On Oct 3, 2013, at 11:48 PM, John Morris <jmor...@beau.org> wrote:

> On Thu, 2013-10-03 at 20:59 +0200, drago01 wrote:
>> You should get an icon indicating failure just no success one. Which
>> is even very unixy ;)
> 
> Well GNU is Not Unix and these days Fedora isn't even following that
> star.  How does Apple do it?

OS X does not have a wired network icon for the persistent menu bar at all. Not 
by default or as an option. User needs to go to the Network panel to see the 
state which is one of three: not connected (red), connected but no IP (yellow), 
connect with IP (green).

OS X does have a wireless network icon on the menu bar. It can optionally be 
removed. It's completely gray when there is no connection, otherwise it 
indicates signal strength. An X is never used to indicate state.  If the signal 
weakens or vanishes, the menu bar icon simply goes gray. No dialog, no text. A 
dialog appears with a connection failure only when actively connecting to a 
discrete access point and the connection attempt fails (wrong login or 
password, or error establishing connection).

> 
> Screen space is valuable so removing an icon that is 'always' there and
> isn't typically displaying useful information is sensible enough.  But
> as the bug commenters noted, some people DO move between wired
> connections and such so an option to put it back really needs a bit of
> thought.

A wired state icon in the menu bar is not needed if it's available upon making 
a physical connection, by default, for all users.
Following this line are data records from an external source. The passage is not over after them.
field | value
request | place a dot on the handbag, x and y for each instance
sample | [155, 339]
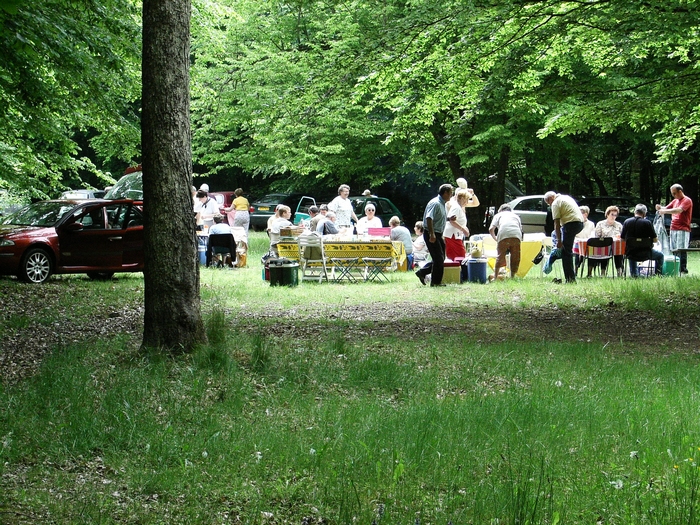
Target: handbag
[538, 258]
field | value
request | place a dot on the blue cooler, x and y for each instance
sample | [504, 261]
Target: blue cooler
[202, 249]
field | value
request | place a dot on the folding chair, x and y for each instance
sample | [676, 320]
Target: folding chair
[312, 258]
[221, 244]
[345, 267]
[376, 266]
[638, 249]
[600, 250]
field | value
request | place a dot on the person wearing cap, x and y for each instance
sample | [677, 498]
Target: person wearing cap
[681, 209]
[342, 206]
[434, 219]
[640, 227]
[370, 220]
[401, 233]
[569, 220]
[205, 208]
[326, 224]
[238, 211]
[314, 217]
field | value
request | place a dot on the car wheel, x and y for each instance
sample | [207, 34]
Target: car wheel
[36, 266]
[100, 276]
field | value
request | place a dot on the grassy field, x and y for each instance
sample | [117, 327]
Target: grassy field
[288, 416]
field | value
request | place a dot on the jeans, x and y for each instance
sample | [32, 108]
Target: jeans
[658, 259]
[437, 252]
[681, 239]
[569, 231]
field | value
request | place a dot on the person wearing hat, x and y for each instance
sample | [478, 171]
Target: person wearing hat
[205, 208]
[370, 220]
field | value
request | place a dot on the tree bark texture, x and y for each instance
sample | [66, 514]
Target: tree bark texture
[172, 318]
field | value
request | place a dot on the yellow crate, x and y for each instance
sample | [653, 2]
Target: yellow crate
[451, 275]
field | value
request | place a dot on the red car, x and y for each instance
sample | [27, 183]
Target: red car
[97, 237]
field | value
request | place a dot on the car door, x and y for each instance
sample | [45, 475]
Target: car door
[132, 234]
[302, 211]
[87, 241]
[532, 213]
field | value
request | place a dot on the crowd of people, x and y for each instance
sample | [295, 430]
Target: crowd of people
[446, 231]
[443, 232]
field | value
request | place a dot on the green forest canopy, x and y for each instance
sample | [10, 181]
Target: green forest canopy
[588, 97]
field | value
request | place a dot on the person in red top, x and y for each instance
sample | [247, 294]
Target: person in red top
[681, 207]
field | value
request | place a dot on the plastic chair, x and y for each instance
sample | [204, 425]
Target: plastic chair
[345, 267]
[375, 268]
[312, 258]
[598, 249]
[221, 244]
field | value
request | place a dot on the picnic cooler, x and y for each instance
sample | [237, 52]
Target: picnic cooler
[202, 250]
[671, 265]
[477, 269]
[283, 272]
[452, 272]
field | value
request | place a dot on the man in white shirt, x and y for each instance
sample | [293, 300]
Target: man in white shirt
[509, 237]
[569, 220]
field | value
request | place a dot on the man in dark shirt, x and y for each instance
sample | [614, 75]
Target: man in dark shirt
[639, 227]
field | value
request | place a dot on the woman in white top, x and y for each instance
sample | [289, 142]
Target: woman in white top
[369, 220]
[609, 227]
[282, 221]
[456, 230]
[342, 206]
[420, 249]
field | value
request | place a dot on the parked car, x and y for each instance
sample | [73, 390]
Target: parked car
[97, 237]
[130, 186]
[262, 209]
[385, 209]
[82, 194]
[532, 211]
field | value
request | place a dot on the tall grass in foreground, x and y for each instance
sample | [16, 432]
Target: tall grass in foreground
[340, 430]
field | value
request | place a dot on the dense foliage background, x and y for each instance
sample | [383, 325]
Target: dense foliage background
[586, 97]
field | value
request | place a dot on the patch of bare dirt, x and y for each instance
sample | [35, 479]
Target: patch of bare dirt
[27, 337]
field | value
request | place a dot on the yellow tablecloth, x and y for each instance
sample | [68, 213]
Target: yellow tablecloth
[360, 249]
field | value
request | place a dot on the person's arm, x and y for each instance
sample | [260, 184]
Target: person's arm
[430, 227]
[557, 228]
[663, 210]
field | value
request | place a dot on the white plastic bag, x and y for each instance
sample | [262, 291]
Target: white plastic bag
[660, 229]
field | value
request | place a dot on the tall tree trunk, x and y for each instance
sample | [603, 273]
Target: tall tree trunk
[172, 318]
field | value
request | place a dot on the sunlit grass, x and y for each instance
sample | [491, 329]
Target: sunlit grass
[344, 424]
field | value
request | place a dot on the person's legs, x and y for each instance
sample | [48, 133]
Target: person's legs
[658, 259]
[437, 252]
[634, 272]
[501, 250]
[513, 247]
[569, 231]
[437, 265]
[679, 241]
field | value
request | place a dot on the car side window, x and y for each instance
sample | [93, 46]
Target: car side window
[116, 215]
[91, 218]
[135, 217]
[530, 205]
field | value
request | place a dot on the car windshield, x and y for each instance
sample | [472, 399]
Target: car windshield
[272, 198]
[128, 187]
[45, 213]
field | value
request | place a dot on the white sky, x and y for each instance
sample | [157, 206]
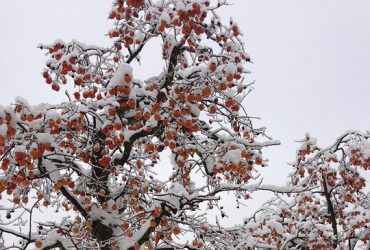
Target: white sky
[311, 61]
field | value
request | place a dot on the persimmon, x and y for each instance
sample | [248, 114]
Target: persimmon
[229, 102]
[258, 161]
[212, 67]
[157, 117]
[229, 77]
[38, 244]
[16, 200]
[131, 103]
[212, 109]
[127, 78]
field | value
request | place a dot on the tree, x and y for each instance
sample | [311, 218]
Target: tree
[95, 156]
[333, 209]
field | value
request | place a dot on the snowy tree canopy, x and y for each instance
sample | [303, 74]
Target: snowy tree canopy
[96, 158]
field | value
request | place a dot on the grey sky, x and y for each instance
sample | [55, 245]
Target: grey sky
[311, 61]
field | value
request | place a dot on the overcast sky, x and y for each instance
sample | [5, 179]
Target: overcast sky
[311, 61]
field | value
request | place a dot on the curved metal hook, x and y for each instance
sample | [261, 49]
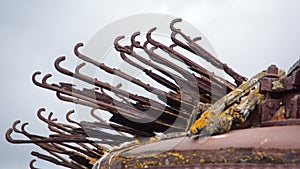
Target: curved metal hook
[31, 164]
[9, 138]
[149, 38]
[15, 128]
[50, 117]
[61, 69]
[135, 43]
[40, 116]
[78, 67]
[93, 114]
[69, 119]
[76, 47]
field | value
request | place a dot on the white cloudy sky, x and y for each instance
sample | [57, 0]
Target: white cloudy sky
[249, 36]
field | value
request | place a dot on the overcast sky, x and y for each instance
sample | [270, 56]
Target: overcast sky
[248, 36]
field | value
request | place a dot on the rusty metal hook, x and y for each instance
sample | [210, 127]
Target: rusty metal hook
[69, 119]
[31, 164]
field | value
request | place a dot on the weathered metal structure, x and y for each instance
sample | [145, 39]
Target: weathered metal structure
[189, 112]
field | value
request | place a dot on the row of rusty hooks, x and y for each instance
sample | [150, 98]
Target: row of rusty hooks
[154, 104]
[58, 144]
[177, 79]
[200, 51]
[203, 83]
[160, 93]
[70, 91]
[192, 65]
[141, 100]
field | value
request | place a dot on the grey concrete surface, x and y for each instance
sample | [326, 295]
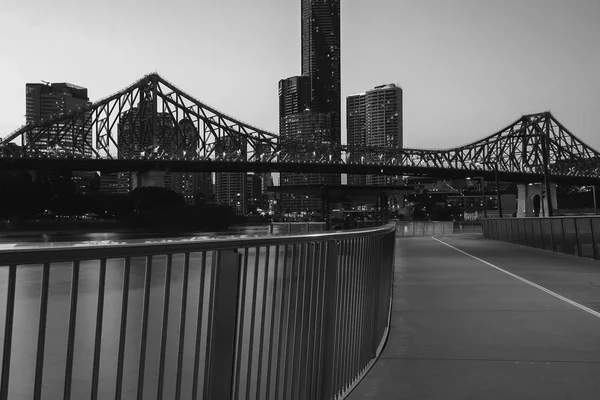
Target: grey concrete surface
[461, 329]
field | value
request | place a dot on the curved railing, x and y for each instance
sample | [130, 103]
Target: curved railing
[271, 317]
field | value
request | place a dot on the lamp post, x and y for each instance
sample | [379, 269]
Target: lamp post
[483, 197]
[499, 199]
[594, 197]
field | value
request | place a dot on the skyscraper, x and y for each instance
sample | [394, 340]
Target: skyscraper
[374, 118]
[321, 58]
[294, 97]
[44, 101]
[356, 130]
[230, 187]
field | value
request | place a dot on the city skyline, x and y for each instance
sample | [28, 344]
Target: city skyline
[467, 68]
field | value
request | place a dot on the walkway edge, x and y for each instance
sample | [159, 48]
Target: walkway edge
[380, 348]
[535, 285]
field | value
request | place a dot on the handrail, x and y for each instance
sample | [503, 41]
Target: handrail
[81, 252]
[575, 235]
[300, 315]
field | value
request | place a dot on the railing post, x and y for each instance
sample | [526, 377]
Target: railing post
[326, 389]
[8, 330]
[219, 377]
[577, 240]
[594, 243]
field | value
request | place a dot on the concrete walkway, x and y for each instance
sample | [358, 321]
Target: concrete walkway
[462, 329]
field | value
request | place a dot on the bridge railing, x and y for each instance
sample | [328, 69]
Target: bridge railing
[432, 228]
[283, 317]
[579, 236]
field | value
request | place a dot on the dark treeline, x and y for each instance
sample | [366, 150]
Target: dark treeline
[49, 195]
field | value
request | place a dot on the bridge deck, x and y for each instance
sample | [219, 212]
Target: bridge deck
[463, 329]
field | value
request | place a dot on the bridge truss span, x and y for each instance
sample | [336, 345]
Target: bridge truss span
[154, 123]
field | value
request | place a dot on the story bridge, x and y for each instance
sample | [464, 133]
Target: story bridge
[154, 125]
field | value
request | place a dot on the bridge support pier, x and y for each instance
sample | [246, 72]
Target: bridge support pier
[533, 201]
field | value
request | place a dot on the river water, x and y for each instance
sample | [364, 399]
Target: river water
[24, 344]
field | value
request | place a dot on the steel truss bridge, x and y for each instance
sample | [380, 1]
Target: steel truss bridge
[154, 125]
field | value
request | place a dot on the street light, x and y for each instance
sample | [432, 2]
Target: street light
[482, 195]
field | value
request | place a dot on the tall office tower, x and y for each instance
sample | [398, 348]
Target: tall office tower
[230, 187]
[374, 118]
[253, 192]
[321, 58]
[294, 97]
[356, 129]
[44, 101]
[309, 127]
[191, 185]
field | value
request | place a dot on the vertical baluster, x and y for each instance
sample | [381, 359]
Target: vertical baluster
[341, 344]
[320, 314]
[98, 336]
[144, 333]
[39, 365]
[328, 361]
[291, 324]
[283, 322]
[262, 330]
[352, 326]
[199, 327]
[123, 327]
[71, 334]
[212, 290]
[219, 375]
[181, 339]
[301, 307]
[240, 333]
[252, 321]
[306, 324]
[272, 324]
[369, 304]
[595, 249]
[310, 323]
[362, 285]
[8, 329]
[165, 326]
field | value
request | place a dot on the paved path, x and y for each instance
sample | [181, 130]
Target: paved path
[462, 329]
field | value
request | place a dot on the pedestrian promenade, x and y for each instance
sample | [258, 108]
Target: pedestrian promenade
[489, 320]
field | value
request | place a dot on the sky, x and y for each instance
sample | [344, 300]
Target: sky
[468, 68]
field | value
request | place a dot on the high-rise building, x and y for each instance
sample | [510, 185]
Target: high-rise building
[294, 97]
[230, 187]
[310, 105]
[321, 58]
[314, 128]
[356, 130]
[253, 192]
[44, 101]
[374, 118]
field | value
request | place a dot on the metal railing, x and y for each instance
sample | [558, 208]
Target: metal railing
[579, 236]
[296, 227]
[284, 317]
[432, 228]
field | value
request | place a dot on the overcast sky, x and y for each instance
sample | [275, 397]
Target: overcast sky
[467, 68]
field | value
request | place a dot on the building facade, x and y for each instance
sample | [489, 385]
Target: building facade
[311, 127]
[374, 119]
[321, 58]
[47, 100]
[356, 129]
[230, 187]
[294, 97]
For Gnome 3.8, I regularly 
encountered no network connection upon successful install, despite a working 
wire in the singular ethernet port, because by default "Connect Automatically" 
is not enabled for wired connections.

So if I have to give the system A Captain Obvious Clue, yes I really do need an 
otherwise useless wired network state icon in the menubar. But better would be 
no wired network icon, but any user by default has access to the network 
connection automatically if the wired is in the port. (As a Mac user the idea 
that a network isn't connected to automatically by default upon physical access 
to both computer and wire is not merely surprising, it is considered broken.)